Wednesday, 8 March 2023

DEP8 timeouts on install phase


taking this as a sample:

It looks like something got slower since a few days ago, and tests started being killed due to a timeout ("kind: install" timeout, which has a default of 3000s in autopkgtest).

By the end of February 2023, the passing tests were taking about 20min. Then a little bit more up to 26min in March 2nd, and then they all started to fail.

Looking at the logs, we see apt-get install being interrupted by the autopkgtest timeout mid package download:
Get:242 http://ftpmaster.internal/ubuntu lunar/universe ppc64el apksigner all 31.0.2-1 [438 kB]  Get:243 http://ftpmaster.internal/ubuntu lunar/main ppc64el openjdk-17-jdk-headless ppc64el 17.0.6+10-1 [217 MB]  autopkgtest-virt-ssh [04:23:09]: ------- nova console-log 766e17f7-5365-4cdf-8202-35b6b88a7cdc (adt-lunar-ppc64el-fdroidserver-20230303-012357-lrg-root5) ------

When the test were passing (in the 20min range), they were also downloading hundreds of packages. So something got slower since then. Or this is an isolated case.

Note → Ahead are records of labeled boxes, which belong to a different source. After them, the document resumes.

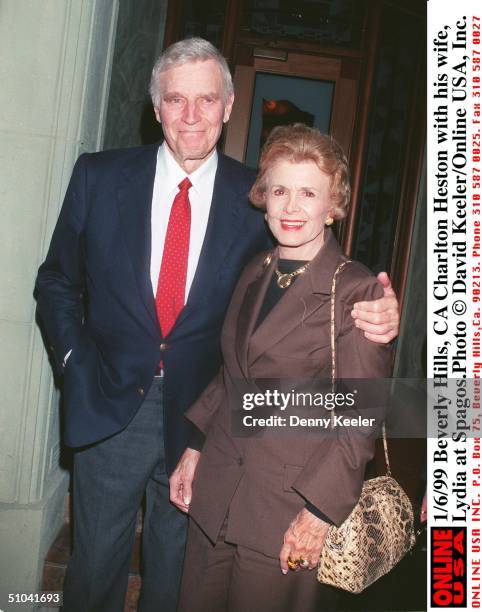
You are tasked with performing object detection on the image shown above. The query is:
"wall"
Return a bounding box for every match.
[0,0,118,610]
[104,0,167,149]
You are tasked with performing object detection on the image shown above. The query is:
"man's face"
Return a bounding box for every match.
[154,60,234,173]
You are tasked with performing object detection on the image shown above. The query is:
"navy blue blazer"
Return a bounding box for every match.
[36,145,270,472]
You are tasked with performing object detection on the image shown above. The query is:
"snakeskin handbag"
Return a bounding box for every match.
[317,261,415,593]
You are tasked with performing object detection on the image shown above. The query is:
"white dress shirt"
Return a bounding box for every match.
[151,142,218,303]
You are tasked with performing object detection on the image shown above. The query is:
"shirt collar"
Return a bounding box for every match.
[157,141,218,191]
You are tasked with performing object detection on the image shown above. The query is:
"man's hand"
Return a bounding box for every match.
[351,272,400,344]
[169,448,201,512]
[279,508,329,574]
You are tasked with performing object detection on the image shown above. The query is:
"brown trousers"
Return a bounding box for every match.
[178,520,338,612]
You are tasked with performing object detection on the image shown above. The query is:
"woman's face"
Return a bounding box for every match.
[266,160,333,260]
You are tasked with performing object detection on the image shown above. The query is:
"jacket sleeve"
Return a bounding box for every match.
[35,155,87,371]
[293,264,391,525]
[186,253,267,435]
[186,366,226,435]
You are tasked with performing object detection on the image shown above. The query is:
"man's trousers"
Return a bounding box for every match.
[63,377,187,612]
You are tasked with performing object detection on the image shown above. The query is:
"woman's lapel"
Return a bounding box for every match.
[245,231,342,369]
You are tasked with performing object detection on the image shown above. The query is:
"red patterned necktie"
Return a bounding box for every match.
[156,177,192,338]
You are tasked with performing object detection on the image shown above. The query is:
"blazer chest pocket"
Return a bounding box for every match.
[283,464,303,493]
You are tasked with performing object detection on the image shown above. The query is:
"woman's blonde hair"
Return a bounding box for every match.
[249,123,350,219]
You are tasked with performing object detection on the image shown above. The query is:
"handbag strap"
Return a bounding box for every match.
[330,259,392,476]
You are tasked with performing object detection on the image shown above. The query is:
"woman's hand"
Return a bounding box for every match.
[169,448,201,512]
[351,272,400,344]
[279,508,329,574]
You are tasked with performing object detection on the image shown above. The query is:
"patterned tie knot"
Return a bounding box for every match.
[178,176,192,192]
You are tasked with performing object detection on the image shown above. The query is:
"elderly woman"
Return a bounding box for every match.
[171,125,389,612]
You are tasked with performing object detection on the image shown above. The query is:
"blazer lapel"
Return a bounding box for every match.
[235,252,278,378]
[117,145,159,329]
[247,231,342,366]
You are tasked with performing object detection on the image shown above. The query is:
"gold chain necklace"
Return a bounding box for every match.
[274,262,310,289]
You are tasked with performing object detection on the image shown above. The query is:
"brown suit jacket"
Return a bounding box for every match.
[187,231,390,557]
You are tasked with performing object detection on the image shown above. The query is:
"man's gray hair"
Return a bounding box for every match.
[149,38,234,107]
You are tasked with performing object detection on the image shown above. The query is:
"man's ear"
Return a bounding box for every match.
[223,94,234,123]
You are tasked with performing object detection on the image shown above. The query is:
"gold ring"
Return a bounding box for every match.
[288,557,300,571]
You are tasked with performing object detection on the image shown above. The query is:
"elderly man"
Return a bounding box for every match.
[37,38,398,612]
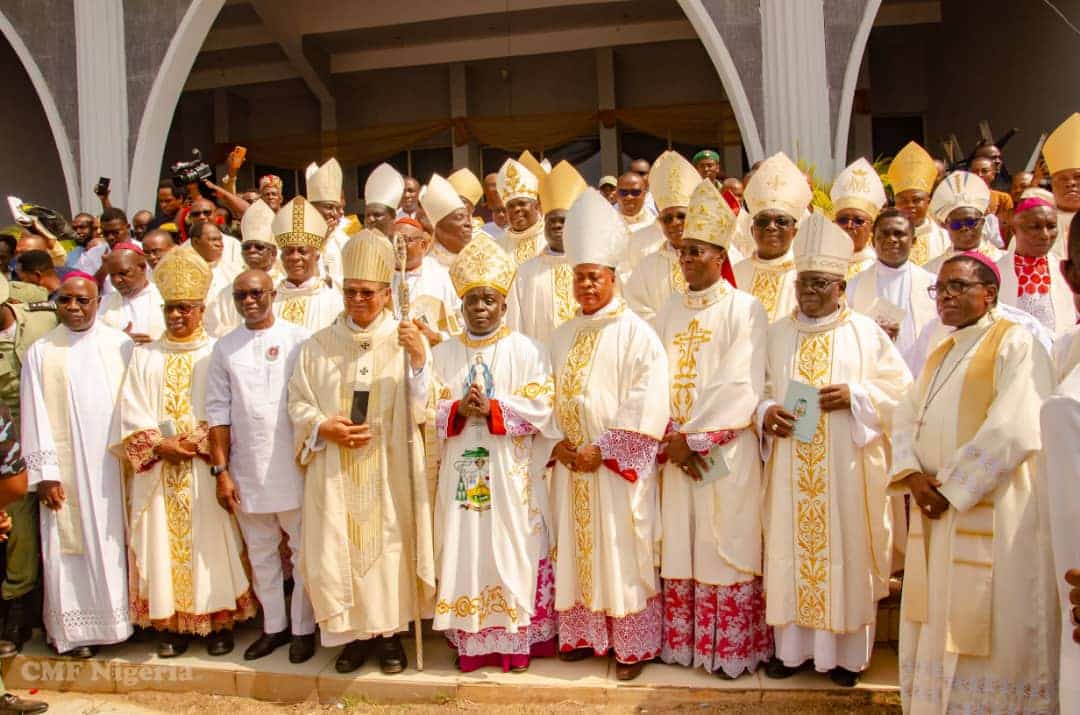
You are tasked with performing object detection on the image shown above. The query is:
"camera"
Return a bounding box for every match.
[168,149,214,189]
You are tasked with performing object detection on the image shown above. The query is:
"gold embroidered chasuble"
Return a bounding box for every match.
[653,279,769,585]
[507,251,578,347]
[551,298,669,617]
[765,309,912,634]
[892,311,1058,713]
[288,311,435,645]
[120,334,257,635]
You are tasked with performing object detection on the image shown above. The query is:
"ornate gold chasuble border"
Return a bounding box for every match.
[792,332,833,631]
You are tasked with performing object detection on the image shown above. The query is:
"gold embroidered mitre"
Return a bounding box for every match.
[153,251,214,302]
[540,160,589,214]
[795,212,854,278]
[930,172,990,224]
[270,197,326,251]
[828,157,888,220]
[887,141,937,195]
[686,177,737,251]
[341,229,396,283]
[743,151,813,219]
[649,151,701,211]
[450,234,517,297]
[446,168,484,206]
[1042,112,1080,174]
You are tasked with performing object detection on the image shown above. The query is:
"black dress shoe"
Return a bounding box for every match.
[206,629,233,656]
[243,629,288,660]
[0,692,49,715]
[288,633,315,663]
[334,640,372,673]
[375,635,408,675]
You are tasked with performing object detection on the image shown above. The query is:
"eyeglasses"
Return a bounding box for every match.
[927,281,986,300]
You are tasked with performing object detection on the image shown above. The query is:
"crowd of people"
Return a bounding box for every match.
[0,114,1080,713]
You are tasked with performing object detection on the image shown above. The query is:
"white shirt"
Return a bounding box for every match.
[206,319,310,514]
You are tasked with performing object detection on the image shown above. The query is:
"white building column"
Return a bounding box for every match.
[73,0,127,213]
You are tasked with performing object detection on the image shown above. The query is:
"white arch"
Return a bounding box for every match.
[833,0,881,172]
[678,0,768,164]
[127,0,225,212]
[0,10,79,215]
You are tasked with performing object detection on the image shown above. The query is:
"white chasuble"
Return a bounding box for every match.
[654,279,769,585]
[19,323,133,653]
[288,311,435,646]
[432,327,558,637]
[551,298,669,618]
[892,311,1058,713]
[732,251,796,323]
[120,334,257,635]
[759,308,912,635]
[507,251,578,348]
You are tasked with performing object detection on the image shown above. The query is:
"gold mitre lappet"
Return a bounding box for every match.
[649,151,701,211]
[420,174,465,226]
[153,251,214,302]
[444,168,484,211]
[828,157,888,220]
[496,159,540,204]
[240,199,278,248]
[930,172,990,224]
[795,212,854,278]
[341,229,396,283]
[540,160,589,214]
[743,156,813,219]
[450,233,517,297]
[270,197,326,251]
[887,141,937,195]
[1042,112,1080,174]
[686,180,737,251]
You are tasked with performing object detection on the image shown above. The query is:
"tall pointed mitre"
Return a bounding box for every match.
[828,157,888,220]
[540,159,589,214]
[649,151,701,211]
[364,163,405,210]
[420,174,465,226]
[450,233,517,298]
[496,159,540,204]
[886,141,937,195]
[1042,112,1080,174]
[563,188,630,268]
[686,180,737,251]
[153,251,214,302]
[270,197,326,251]
[444,168,484,211]
[930,172,990,224]
[240,199,278,247]
[308,159,341,206]
[341,229,396,283]
[743,151,813,218]
[795,212,854,278]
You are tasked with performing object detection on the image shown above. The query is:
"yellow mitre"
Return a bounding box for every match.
[795,212,854,278]
[270,197,326,251]
[886,141,937,195]
[446,168,484,206]
[743,156,813,219]
[828,157,888,220]
[153,251,214,302]
[450,233,517,298]
[1042,112,1080,174]
[540,159,589,214]
[686,180,737,251]
[341,229,396,283]
[649,151,701,211]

We can add fdroidserver/ppc64el to "big_packages", or perhaps "long_tests", if this is expected, or if it will take a long time to be fixed. Otherwise I don't know what to do here, as just retrying will just burn through more energy without any clear indication that it will work.

FYI, fdroidserver/ppc64el is currently one of the packages blocking the openjdk-* migration.

I did a check with ./retry-autopkgtest-regressions --log-regex '\(kind: install\)'
That returned 82 urls[1]:
s390x: 32
ppc64el: 31
arm64: 19

Should we wait and see if it gets better, assuming there is ongoing work in the DEP8 infra? Or bump the timeout? Or something else?